Department of Biostatistics, UNC Gillings School of Global Public Health and Carolina Population Center, The University of North Carolina at Chapel Hill, Chapel Hill, NC 27599-7420, USA.
Epidemiology. 2010 Jul;21 Suppl 4(Suppl 4):S71-6. doi: 10.1097/EDE.0b013e3181cf0058.

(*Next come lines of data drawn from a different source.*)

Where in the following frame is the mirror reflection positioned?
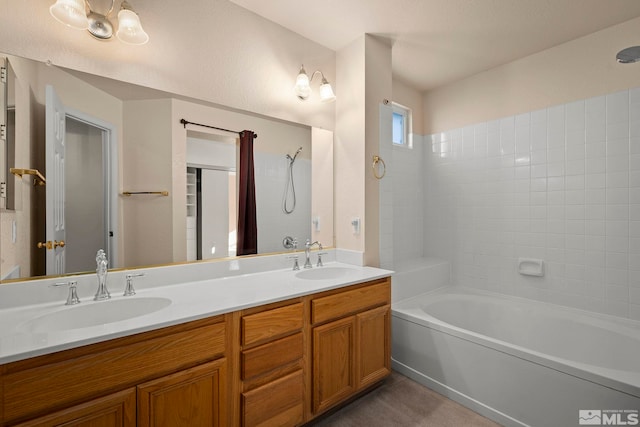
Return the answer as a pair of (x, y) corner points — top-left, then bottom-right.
(0, 51), (333, 280)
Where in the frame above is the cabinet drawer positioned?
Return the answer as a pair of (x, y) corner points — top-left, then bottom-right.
(242, 303), (303, 346)
(311, 279), (391, 323)
(241, 332), (304, 380)
(242, 370), (304, 427)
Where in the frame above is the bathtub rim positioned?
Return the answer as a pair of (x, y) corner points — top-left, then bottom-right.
(391, 285), (640, 397)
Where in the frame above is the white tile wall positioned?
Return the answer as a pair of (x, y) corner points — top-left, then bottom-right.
(422, 88), (640, 320)
(390, 135), (424, 268)
(254, 151), (311, 253)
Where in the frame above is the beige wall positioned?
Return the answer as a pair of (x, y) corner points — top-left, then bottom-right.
(0, 0), (340, 129)
(120, 99), (172, 267)
(363, 35), (392, 266)
(424, 18), (640, 134)
(0, 56), (122, 276)
(333, 36), (365, 252)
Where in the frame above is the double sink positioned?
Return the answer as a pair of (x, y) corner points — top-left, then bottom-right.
(16, 266), (357, 333)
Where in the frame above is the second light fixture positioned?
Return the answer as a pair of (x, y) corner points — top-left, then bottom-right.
(293, 65), (336, 102)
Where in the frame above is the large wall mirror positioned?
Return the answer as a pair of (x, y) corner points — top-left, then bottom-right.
(0, 54), (333, 282)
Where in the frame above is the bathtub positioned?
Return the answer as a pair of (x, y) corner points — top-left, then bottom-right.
(392, 266), (640, 427)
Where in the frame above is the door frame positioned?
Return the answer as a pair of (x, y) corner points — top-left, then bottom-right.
(65, 107), (122, 268)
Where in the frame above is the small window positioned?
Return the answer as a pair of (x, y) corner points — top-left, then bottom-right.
(392, 102), (413, 148)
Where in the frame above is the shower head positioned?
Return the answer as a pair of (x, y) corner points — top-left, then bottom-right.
(616, 46), (640, 64)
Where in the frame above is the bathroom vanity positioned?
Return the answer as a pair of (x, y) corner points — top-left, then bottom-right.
(0, 267), (391, 426)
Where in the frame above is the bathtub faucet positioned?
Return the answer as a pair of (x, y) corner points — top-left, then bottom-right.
(304, 239), (322, 268)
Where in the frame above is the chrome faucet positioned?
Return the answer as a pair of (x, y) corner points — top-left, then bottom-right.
(304, 239), (322, 268)
(122, 273), (144, 297)
(93, 249), (111, 301)
(49, 280), (80, 305)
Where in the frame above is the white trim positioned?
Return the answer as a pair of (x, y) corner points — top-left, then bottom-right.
(391, 102), (413, 149)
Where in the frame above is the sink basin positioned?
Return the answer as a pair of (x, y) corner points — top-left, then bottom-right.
(296, 267), (353, 280)
(20, 297), (171, 332)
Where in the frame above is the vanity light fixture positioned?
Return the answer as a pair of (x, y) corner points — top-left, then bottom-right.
(49, 0), (149, 44)
(293, 65), (336, 102)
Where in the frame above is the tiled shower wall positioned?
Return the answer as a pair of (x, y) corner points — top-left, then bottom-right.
(424, 88), (640, 320)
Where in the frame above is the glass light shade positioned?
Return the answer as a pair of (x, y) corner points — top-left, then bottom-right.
(49, 0), (89, 30)
(320, 79), (336, 102)
(293, 68), (311, 99)
(116, 9), (149, 44)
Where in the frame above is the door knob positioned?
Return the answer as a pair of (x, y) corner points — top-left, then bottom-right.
(36, 240), (66, 250)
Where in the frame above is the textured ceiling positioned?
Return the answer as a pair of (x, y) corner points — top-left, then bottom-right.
(231, 0), (640, 90)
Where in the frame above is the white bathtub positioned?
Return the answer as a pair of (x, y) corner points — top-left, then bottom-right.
(392, 268), (640, 427)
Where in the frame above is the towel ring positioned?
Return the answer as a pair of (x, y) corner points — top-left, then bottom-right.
(371, 156), (387, 179)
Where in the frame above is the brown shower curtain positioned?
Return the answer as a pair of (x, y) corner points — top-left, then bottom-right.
(237, 130), (258, 255)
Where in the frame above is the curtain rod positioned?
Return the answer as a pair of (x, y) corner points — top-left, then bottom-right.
(180, 119), (258, 139)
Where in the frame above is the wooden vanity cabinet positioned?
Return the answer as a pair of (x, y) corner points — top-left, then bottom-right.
(0, 315), (231, 427)
(240, 299), (305, 427)
(311, 278), (391, 415)
(0, 278), (391, 427)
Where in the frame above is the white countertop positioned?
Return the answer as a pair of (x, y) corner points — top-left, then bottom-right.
(0, 262), (392, 364)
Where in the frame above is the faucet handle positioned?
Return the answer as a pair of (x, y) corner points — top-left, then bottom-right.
(316, 249), (328, 267)
(49, 280), (80, 305)
(123, 273), (144, 297)
(287, 255), (300, 271)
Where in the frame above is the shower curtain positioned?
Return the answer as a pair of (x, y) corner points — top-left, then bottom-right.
(237, 130), (258, 255)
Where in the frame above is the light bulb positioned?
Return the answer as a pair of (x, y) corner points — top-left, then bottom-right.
(116, 9), (149, 44)
(49, 0), (89, 30)
(293, 66), (311, 99)
(320, 78), (336, 102)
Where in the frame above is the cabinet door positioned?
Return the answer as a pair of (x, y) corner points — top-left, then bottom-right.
(138, 359), (228, 427)
(313, 316), (356, 413)
(356, 305), (391, 389)
(16, 388), (136, 427)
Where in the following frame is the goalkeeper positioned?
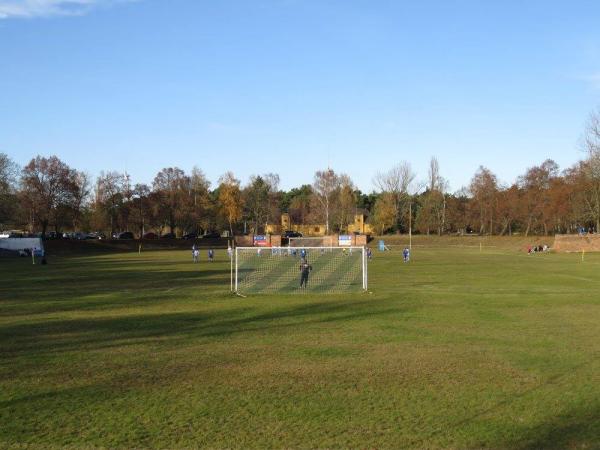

Assessing potential associations between exposures to complex mixtures and health outcomes may be complicated by a lack of knowledge of causal components of the mixture, highly correlated mixture components, potential synergistic effects of mixture components, and difficulties in measurement. We extend recently proposed nonparametric Bayes shrinkage priors for model selection to investigations of complex mixtures by developing a formal hierarchical modeling framework to allow different degrees of shrinkage for main effects and interactions and to handle truncation of exposures at a limit of detection. The methods are used to shed light on data from a study of endometriosis and exposure to environmental polychlorinated biphenyl congeners.
对混合物的因果成分缺乏了解、混合物成分高度相关、混合物成分的潜在协同作用以及测量方面的困难。我们通过开发正式的分层建模框架,为复杂混合物的研究扩展了最近提出的用于模型选择的非参数贝叶斯收缩先验,以允许对主效应和相互作用进行不同程度的收缩,并处理检测限处暴露的截断。这些方法用于阐明子宫内膜异位症和接触环境多氯联苯同系物的研究数据。